Tuesday, July 1, 2014

Netezza Basics


Important things to note in the Netezza Architecture :

 Host :
          
The host is a high performance Linux server setup in the active passive  mode.This host is responsible for compiling the SQL queries into executable blocks called snippets,for creating an optimized query plan,distributes th snippets to nodes for execution.  

Snippet Blades or S blades :

Sblades or snippet blades are independent server containing multi core CPU s,multiple engine FPGA and its own memory all designed to work concurrently to deliver peak performance .Each snippet is connected to a set of 8 disks.

Field Programmable Gate Array:

FPGA is the key component in the Netezza architecture.It has the following engines embedded in it .

Compress engine - This uncompress the data in wire speed transforming  each block on disk into 4 to 8 blocks in memory.

Project and Restrict engine- This further increases the performance by filtering out the rows and columns mentioned in the select and the where clause.

Visibility engine -Filters out the rows that should not be seen by the Query ie the data that is not committed.

Disk enclosures :

The disks are high density ,high performance ones.Each table data is uniformly distributed across various disks.A high speed network connects the disk with the s blades so that the data gets streamed at maximum rate possible.

Optimizer:

The host compiles the query and generates an execution plan.The optimizer intelligence is a key factor in performance of the query .The optimizer makes use of all the nodes in order to get an up to date statistics of all database objects referenced in a query.Another example of optimizer efficiency is in calculating the join order.if for eg a small table is joined against all the fact tables ,the optimizer can showcase the small table to all the s blades while keeping the large fact table distributed across the snippets.This approach minimizes the data movement while taking advantage of the parallel processing.The optimizer minimizes the I/O and data movement ,the two factor slowing performance in the warehouse system.The other functions of optimizer includes

Determining the correct join order
Rewriting expressions
Removing redundancy in the SQL operations

Compiler :

The compiler converts the query plan into executable segments known as snippets which are executed in parallel.The intelligence of the compiler is that it has a feature called object cache which is a large cache of previously compiled snippet code with parameter variation.This will eliminate compilation for many snippets.

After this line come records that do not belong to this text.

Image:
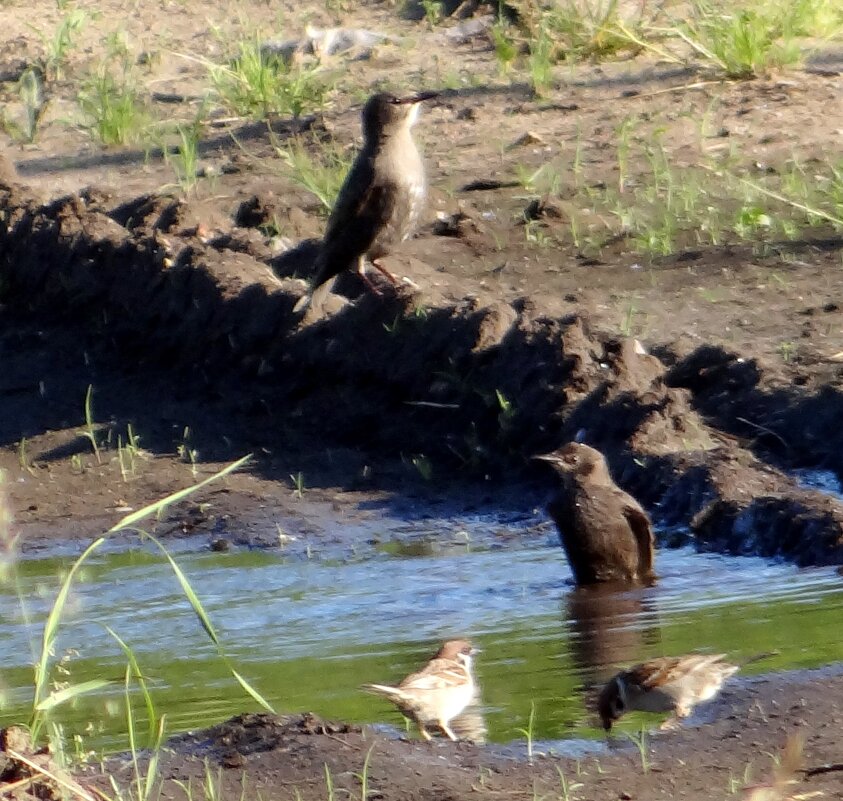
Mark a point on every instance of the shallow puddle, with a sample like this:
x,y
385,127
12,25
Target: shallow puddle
x,y
307,627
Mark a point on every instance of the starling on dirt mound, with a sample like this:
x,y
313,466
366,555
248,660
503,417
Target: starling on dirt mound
x,y
381,199
605,533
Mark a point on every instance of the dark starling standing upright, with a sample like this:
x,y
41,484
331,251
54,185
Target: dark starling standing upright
x,y
381,198
604,531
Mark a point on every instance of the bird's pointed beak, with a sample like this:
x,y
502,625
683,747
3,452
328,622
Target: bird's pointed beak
x,y
418,97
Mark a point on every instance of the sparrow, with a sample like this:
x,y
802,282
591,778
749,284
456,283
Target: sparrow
x,y
438,692
606,534
667,684
381,199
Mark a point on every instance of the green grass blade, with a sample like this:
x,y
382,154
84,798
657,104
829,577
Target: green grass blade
x,y
251,690
186,588
50,630
139,678
154,508
68,693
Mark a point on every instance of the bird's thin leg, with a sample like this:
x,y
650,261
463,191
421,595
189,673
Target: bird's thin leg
x,y
361,271
447,729
383,271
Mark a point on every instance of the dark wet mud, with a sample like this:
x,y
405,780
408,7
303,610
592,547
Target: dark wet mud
x,y
463,391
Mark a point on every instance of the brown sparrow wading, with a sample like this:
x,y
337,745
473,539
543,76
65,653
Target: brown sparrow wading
x,y
667,684
605,533
381,199
437,693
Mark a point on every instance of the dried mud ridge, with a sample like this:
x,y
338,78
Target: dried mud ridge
x,y
477,386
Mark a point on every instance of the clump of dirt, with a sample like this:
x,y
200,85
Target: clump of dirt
x,y
793,718
476,386
27,773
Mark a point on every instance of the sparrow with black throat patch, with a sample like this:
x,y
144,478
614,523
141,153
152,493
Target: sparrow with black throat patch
x,y
673,684
380,201
439,692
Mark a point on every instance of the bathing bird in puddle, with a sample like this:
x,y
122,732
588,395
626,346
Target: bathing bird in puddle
x,y
667,684
606,534
437,693
380,201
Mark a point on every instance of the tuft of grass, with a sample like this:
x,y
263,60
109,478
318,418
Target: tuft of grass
x,y
322,174
590,29
90,432
257,84
184,159
528,731
747,39
433,12
506,50
112,107
541,59
47,698
30,90
60,43
641,743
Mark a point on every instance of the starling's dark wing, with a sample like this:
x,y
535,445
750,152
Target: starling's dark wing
x,y
364,205
641,529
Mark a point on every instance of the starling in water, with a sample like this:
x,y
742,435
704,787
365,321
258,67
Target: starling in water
x,y
381,199
604,531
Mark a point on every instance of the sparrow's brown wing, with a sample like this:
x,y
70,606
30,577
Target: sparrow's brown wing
x,y
438,674
668,669
656,672
363,207
641,529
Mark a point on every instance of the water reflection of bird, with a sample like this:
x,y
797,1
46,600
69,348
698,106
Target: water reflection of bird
x,y
667,684
382,197
608,623
437,693
605,533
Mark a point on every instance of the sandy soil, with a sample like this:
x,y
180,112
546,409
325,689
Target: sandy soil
x,y
705,375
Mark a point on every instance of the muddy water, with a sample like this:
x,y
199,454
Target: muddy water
x,y
307,626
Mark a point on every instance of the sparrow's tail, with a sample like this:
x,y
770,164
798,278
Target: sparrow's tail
x,y
758,658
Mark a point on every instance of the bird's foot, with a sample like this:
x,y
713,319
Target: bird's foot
x,y
383,271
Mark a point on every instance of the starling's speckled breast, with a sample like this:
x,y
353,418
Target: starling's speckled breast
x,y
382,197
405,188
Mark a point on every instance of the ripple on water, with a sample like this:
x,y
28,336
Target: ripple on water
x,y
308,632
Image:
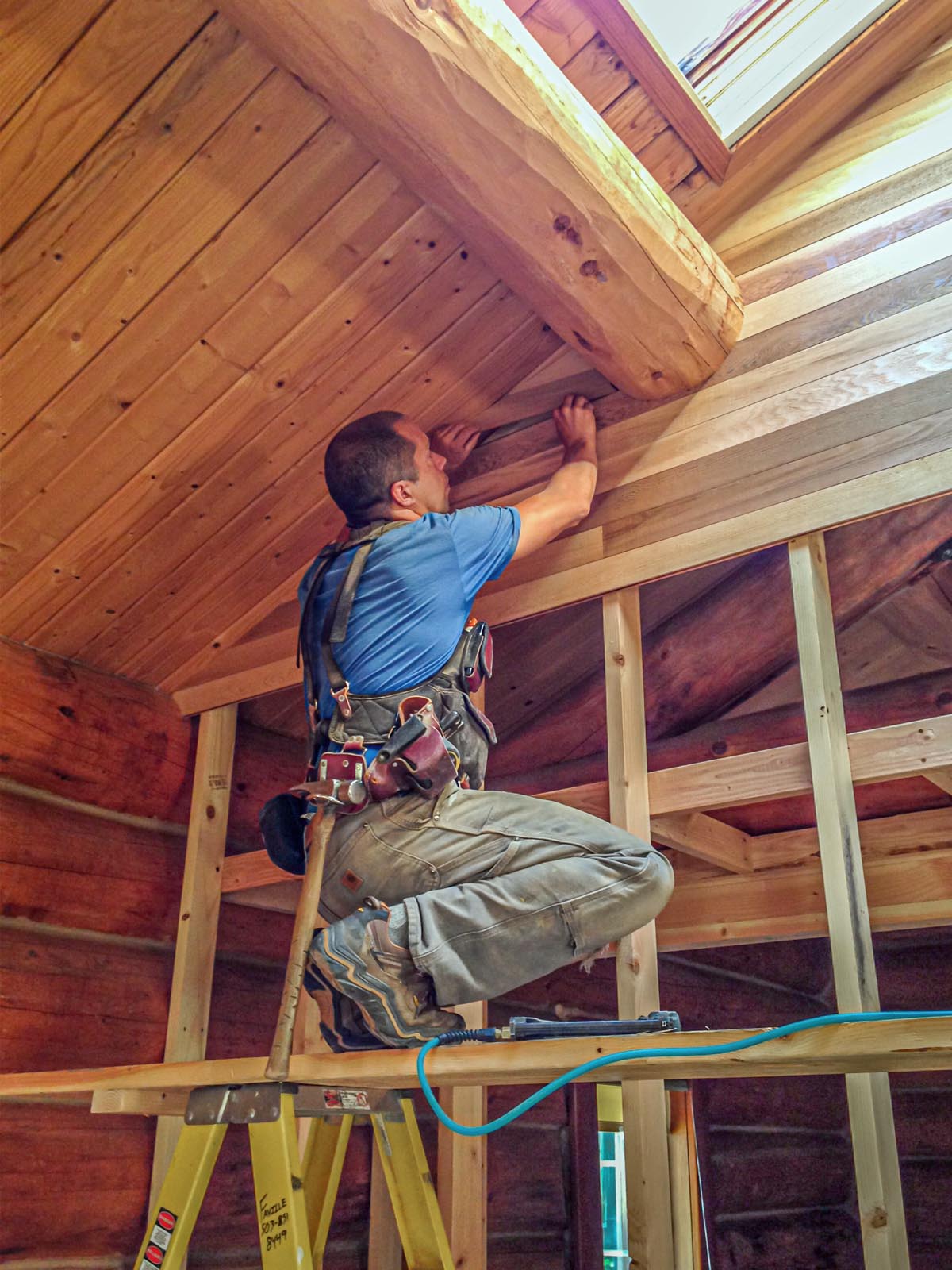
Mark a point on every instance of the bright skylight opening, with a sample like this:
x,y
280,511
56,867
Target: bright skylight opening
x,y
746,60
679,25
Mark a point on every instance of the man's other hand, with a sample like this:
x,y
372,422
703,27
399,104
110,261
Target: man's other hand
x,y
455,442
575,422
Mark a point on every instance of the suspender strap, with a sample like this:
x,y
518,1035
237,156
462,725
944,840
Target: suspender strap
x,y
338,615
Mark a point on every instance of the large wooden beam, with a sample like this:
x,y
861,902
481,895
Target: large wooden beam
x,y
886,1045
772,149
875,1151
670,92
644,1104
463,103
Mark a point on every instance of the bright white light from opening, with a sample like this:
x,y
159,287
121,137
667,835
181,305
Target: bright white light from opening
x,y
678,25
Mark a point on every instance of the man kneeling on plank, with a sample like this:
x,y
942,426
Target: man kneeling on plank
x,y
474,892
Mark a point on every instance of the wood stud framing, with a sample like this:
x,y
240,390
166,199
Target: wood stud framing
x,y
644,1103
198,914
876,1157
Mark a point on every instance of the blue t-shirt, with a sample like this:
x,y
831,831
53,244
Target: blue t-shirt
x,y
413,600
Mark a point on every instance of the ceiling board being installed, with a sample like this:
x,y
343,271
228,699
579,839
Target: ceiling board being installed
x,y
213,276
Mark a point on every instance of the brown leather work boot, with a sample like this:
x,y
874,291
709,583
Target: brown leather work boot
x,y
359,956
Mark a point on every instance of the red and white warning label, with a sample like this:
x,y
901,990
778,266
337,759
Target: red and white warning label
x,y
159,1240
347,1100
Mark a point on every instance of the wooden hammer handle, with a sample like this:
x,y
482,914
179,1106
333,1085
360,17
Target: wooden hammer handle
x,y
319,831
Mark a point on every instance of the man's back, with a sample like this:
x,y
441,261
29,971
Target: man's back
x,y
413,600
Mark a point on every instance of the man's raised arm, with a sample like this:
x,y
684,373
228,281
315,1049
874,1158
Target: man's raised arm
x,y
568,497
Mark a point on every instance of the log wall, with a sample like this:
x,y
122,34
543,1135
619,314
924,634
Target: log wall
x,y
86,939
776,1161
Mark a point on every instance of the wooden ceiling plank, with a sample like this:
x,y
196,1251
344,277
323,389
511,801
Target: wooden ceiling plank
x,y
772,149
175,321
140,154
113,61
647,60
886,1045
867,271
693,833
474,333
837,505
467,140
863,495
843,214
809,464
230,169
865,309
37,35
267,432
668,159
463,325
243,548
268,562
931,73
598,73
842,154
635,118
562,29
194,375
942,779
896,487
524,403
749,471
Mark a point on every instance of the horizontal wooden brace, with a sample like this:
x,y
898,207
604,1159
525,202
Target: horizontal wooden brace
x,y
886,1045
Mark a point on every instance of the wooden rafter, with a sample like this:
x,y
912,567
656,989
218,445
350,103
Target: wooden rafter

When an SQL query is executed the following events take place.
  • The optimizer generates an execution plan and the compiler creates scheduled task called snippets.
  • The data is moved from the disks to the corresponding S blades in a compressed manner through a high speed network.
  • The snippet processor reads the table data into memory utilizing a technique. called as zone map which will reduce disk scans by storing the  minimum and maximum value and hence it avoids fetching the data out of range.The details of zone map unlike indexes are created and updated automatically.
  • The compressed data is cached in the memory using a smart algorithm which will make the most accessible data to be available instantly rather than fetching from the disk.
  • The data then moves to FPGA field programmable gate array responsible for uncompressing data ,extracting the data and then applies the filter condition and pass it to the CPU 
  • The CPU performs other operations like Joins and the results of each snippet is sent to the host which does the final calculation and pass down the results to the end user .
Here,Most of the processing happens in the Hard disk and less in CPU.  

Disk has data ,mirror data and free space .So even if one of the disk fails it obtains data from the mirror of the other disk .  

When a table is created pieces of table will be distributed across all the discs and hence the data is fetched at a faster rate and Parallel processing is achieved in that way . 

DMLs in Netezza :

In Netezza the DML such as insert,update and delete are autocommit and it gets commited once you execute the query.However once you delete or update a row the data is not completely lost.

Rollback of a delete :

If we have accidentally deleted a record and need to rollback we can set an option such as set show_deleted_records=true

Now if we select deletexid from the table where deletexid !=0 we will get the data for that row with a transaction id and then we can re insert that record into the table

insert into t select * from t where deletexid=123;

Rollback of an Update :

If you update a table,a record is deleted and a new record will be inserted .so there will be a deletexid and insertxid populated for the record.to recover or rollback the delete all we need is to delete the record inserted with that transaction id and insert the record with the update statements deletexid

In both the case if a groom table is issued then the table will be updated  with the latest stats and a rollback may not be possible.

Also A truncate table will remove the records permanently and hence cannot be roll backed.


Tuning of NZSQL:

1.Always distribute the tables with a proper key.Integer values which are having high cardinality is a good choice for distribution.
2.When joining two tables always use the common column as distribution key in both the tables.for eg dept id is primary key in dept table and foreign key in employees tables use dept id column distribution key in both the tables.also the datatype of both the tables key should be same.
3.even after using proper distribution key some of the joins might be long
running.check whether any distinct value has more records eg -1 or Unknown.if those records are high then the result might take longer time.try to create random numbers for these in a seperate table and associate them with the main table.
4.Always try to broadcast the small table to improve the performance.you can set enable_factrel_planner = true and then set factrel_size_threshold high like 15000000, which says anything under 15 million rows is more of a dimension so broadcast or redistribute it, and tables over 15M rows are big facts so try to leave in place and don’t redistribute.
5.Always run the groom table and groom table version.Also generate the statistics of the objects created.